Биографический роман американского журналиста Тома Рииса посвящен Льву Нусимбауму (1905–1942), бакинскому еврею, принявшему ислам, авантюристу и писателю, издававшему свои книги под псевдонимами Курбан Саид и Эсад-бей. Его главный роман «Али и Нино», бестселлер 1930-х годов, пережил второе рождение в 1970-е и был переведен на сорок языков мира. Однако до расследования Тома Рииса настоящее имя человека, который скрывался под стоящим на обложке книги псевдонимом Курбан Саид, оставалось неизвестным. На примере одной жизни, «исполненной тайн и опасностей», Риис описывает распад Российской империи, судьбы эмиграции в Стамбуле и Берлине, становление фашизма в Германии,
Великую депрессию в США, то есть, по сути, создает собственную версию истории первой половины XX века. Русскому читателю книга будет интересна вдвойне, поскольку касается больной темы национальной политики Российской империи в Закавказье и дает увлекательный пример жизни русского европейца, установившего свои собственные отношения с мусульманским миром и принятого этим миром за своего.

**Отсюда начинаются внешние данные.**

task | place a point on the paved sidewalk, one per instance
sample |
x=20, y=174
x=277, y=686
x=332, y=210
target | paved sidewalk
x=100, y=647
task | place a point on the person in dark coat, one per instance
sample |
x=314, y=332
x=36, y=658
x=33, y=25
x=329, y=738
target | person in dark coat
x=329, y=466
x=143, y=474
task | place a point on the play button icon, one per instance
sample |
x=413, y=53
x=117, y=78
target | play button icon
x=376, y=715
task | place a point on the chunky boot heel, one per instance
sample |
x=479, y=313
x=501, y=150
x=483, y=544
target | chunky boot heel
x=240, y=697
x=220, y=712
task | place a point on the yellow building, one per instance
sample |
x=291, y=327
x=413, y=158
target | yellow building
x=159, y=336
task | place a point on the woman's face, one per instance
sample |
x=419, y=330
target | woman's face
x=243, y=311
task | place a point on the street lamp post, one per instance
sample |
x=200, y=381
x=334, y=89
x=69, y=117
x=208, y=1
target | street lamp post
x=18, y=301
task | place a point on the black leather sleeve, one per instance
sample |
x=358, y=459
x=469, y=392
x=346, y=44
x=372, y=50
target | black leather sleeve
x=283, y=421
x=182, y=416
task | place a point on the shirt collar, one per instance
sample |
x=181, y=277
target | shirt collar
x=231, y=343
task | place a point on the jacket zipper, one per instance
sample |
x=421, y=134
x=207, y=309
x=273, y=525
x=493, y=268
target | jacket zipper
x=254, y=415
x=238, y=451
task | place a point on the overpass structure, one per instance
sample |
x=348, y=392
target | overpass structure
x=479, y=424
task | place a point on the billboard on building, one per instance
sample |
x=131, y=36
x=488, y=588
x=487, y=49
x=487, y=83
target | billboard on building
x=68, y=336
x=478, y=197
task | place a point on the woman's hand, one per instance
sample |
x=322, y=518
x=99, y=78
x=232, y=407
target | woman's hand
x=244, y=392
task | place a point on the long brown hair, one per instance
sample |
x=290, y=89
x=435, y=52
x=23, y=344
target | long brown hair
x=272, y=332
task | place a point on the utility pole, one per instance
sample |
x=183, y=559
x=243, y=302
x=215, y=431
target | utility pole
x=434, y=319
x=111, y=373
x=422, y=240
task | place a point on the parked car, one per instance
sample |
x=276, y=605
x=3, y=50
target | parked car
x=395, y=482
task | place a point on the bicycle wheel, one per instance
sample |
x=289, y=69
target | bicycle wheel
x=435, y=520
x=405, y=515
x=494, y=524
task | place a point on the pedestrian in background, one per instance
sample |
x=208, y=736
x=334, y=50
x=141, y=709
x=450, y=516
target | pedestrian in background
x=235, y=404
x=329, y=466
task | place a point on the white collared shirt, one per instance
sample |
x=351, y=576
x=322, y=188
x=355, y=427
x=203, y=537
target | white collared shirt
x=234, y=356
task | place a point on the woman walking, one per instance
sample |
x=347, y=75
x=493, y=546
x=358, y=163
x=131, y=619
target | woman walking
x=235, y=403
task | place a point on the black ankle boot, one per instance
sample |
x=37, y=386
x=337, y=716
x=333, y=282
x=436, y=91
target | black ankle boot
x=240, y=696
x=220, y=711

Введение. В поисках Курбана Саида
Холодным ноябрьским утром я спешил по лабиринту узких улочек в центре Вены на встречу с человеком, пообещавшим, что раскроет тайну псевдонима Курбана Саида. Со мной был Питер Мейер, глава американского издательства «Оверлук-пресс», осанистый мужчина в черном, хотя и несколько помятом, вельветовом костюме, незадолго перед тем загоревшийся идеей переиздать небольшой роман Саида «Али и Нино». По дороге Мейер то и дело принимался громко восторгаться этой книгой:
— Это, знаете ли, как живопись Вермеера: у того смотришь на картину, и вроде бы ничего особенного, обычный, казалось бы, интерьер, но так выстроена перспектива и свет так падает, что все в ней вдруг начинает казаться волшебным, грандиозным! И в этой книге — то же самое!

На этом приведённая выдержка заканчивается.